Monday, March 12, 2007

The Gift Of Hate

I was taught early in life how to hate. My grandmother would never believe that is what she was teaching me. In her mind she was warning me about bad people who hurt her and her family. The pain in her voice was real as she described the beautiful house with the flower gardens, the many precious herbs tended for decades that both healed and brought in necessary income in times of need. And the team of white horses that identified the family carriage to anyone who saw it.

It was the horses I always remembered because when she spoke of them a shine came into her eyes, the kind of shine one gets when looking upon something so magnificent it literally brings tears to your eyes. And it was the horses, in all their majestic beauty, that was my first lesson in hate.

"So many in town hated my family for those horses," she would whisper to me as if it were such a deep and horrible secret that she didn't dare speak it aloud. And of course I felt the first stirrings of hate in my own belly as she described the injustice of having such creatures and not being able to openly enjoy them without drawing forth envy from those who resented "us" for our good fortune.

I learned these same people, one family in particular, lead the hate. "It was over politics," she would whisper as the sheer filth of that word fell from her lips. Politics. The ultimate bad guy in all her stories. It went hand in hand with hate because you couldn't have politics without hate. "They hated us for not believing what they believed, but our family was unshakable. We believed what we believed and that was it." I felt the passion of that injustice in my stomach and swore always to believe what I believed and I felt angry at these mean people who would deny me and my family that right.

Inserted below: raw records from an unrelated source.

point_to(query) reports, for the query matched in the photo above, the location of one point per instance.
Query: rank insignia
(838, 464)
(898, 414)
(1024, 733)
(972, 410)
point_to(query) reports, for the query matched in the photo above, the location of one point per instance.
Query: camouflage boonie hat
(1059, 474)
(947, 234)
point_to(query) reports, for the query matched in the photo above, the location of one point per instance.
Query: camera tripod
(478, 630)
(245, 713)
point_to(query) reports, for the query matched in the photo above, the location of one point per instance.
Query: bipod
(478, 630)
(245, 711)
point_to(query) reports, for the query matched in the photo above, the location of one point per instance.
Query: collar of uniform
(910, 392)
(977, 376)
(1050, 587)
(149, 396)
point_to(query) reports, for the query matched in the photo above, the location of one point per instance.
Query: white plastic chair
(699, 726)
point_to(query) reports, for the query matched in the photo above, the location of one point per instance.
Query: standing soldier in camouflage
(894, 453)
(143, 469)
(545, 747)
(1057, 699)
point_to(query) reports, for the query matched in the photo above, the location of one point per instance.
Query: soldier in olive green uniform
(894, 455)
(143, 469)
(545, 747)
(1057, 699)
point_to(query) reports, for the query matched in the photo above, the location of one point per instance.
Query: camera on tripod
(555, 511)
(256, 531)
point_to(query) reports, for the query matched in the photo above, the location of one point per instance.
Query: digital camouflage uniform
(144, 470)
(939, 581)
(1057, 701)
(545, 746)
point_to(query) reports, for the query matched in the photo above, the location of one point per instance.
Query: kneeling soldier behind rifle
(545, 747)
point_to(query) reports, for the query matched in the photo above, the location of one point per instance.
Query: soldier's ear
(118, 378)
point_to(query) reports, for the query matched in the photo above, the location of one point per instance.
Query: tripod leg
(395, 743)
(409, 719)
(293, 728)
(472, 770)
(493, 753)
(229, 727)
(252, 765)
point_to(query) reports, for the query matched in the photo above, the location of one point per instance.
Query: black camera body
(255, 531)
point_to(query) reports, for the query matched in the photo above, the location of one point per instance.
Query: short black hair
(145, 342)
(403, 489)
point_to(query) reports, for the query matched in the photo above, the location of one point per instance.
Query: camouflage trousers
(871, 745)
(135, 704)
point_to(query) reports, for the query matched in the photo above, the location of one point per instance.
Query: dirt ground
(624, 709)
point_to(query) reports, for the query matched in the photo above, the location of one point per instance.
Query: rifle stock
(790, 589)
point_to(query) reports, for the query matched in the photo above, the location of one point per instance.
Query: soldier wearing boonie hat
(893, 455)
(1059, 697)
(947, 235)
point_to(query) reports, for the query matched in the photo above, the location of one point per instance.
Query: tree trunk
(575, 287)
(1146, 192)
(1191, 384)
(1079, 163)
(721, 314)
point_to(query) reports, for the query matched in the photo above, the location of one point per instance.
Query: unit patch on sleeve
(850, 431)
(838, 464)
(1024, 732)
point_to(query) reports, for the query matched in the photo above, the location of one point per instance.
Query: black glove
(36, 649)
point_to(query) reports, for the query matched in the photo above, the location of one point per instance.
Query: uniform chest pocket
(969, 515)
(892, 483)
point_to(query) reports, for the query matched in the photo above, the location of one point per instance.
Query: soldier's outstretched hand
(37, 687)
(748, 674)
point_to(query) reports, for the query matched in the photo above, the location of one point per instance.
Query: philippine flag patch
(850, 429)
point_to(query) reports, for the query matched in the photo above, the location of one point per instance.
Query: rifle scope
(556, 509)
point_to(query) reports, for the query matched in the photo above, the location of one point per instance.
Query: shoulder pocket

Next came the real killer: religion. I come from a long line of Atheists mixed with a few religious fanatics. My family has straddled the religion fence decade after decade with a sort of blind faith that they will end up on the side that isn't lined up against the wall and shot, so it didn't surprise me that some hated them for their faith or lack of it. Why should the inner workings of my family be any different than the outer workings?

"The bastard hated us because we didn't believe in his Jesus." I felt her anger, her despair and I became ferociously Atheistic. I hated the family who judged us, the father and his son who stopped my family on the street and spit at my family and called them heathens. I could see him whenever she told this story: his hair black as his soul, his cold eyes, his crude language that no gentleman would be caught speaking. By the time I was in my teens I hated him with a passion so deep that I was certain if he was in the room with me, I could easily hurt him and feel no remorse. That is the power of hate, that is what it can convince you to to do: hurt a stranger because he did something to someone else you also never met.

But the worst part of this story was the horrible ending. "They came in the night," she told me with tears in her eyes. "First they poisoned the horses..." We always stopped to cry together at this part of the story. I loved horses as a young girl and this was a crime too horrible to ever forgive. I could see their eyes close in death as they suffered from the poison. I hated this horrible horrible man and his family and all his relatives and all the children he would bring into the world.

And then they came back and burned down the house and tore up the flower gardens and destroyed a decades old garden of medicinal herbs the town depended upon for healing. "We left and never returned," she said with that perfect note of despair that has left me feeling my entire life as if I were a homeless refugee, a displaced Atheist waiting for the first hail of bullets to strike me down for my terrible crimes of not believing in Jesus, of having politics that differed from the most powerful man in town and his evil son, and just being hated for no reason other than for who I was. The injustice of it was so strong, so much a part of how I grew up and why I became the adult I am.

My grandmother is long dead and it wasn't until I was in my twenties that I found out the truth about this family, this horrible man and his even worse son. Yes, they did all that. Yes, they were bad people. Yes, they caused my family endless and unjust suffering. I also found out they died at least a hundred years if not more before my grandmother was born. None of the bad things they did was done to her or to me or to anyone who was alive. They were long dead, but yet they lived on in this perverse way.

My grandmother was only repeating what was told to her. She gave me the only legacy she had left, the memory of an injustice committed on our family long before any of us were born. She gave me hate instead of love. It is a gift that I decided needed to die with me. I do not want to know more about this man and his son. I do not want revenge as a dish best served cold. I want him to die with the all the stories, all the unforgiven wrongs, all the hate he spread far into the future.

It ends with me. And what begins with me is a sense of peace, a feeling of moving forward in time instead of backwards, a reworking of hatred so it becomes love, a reworking of intolerance so it becomes acceptance, and a reworking of eternal and perpetual war so it finally, at last, becomes peace. It begins with me.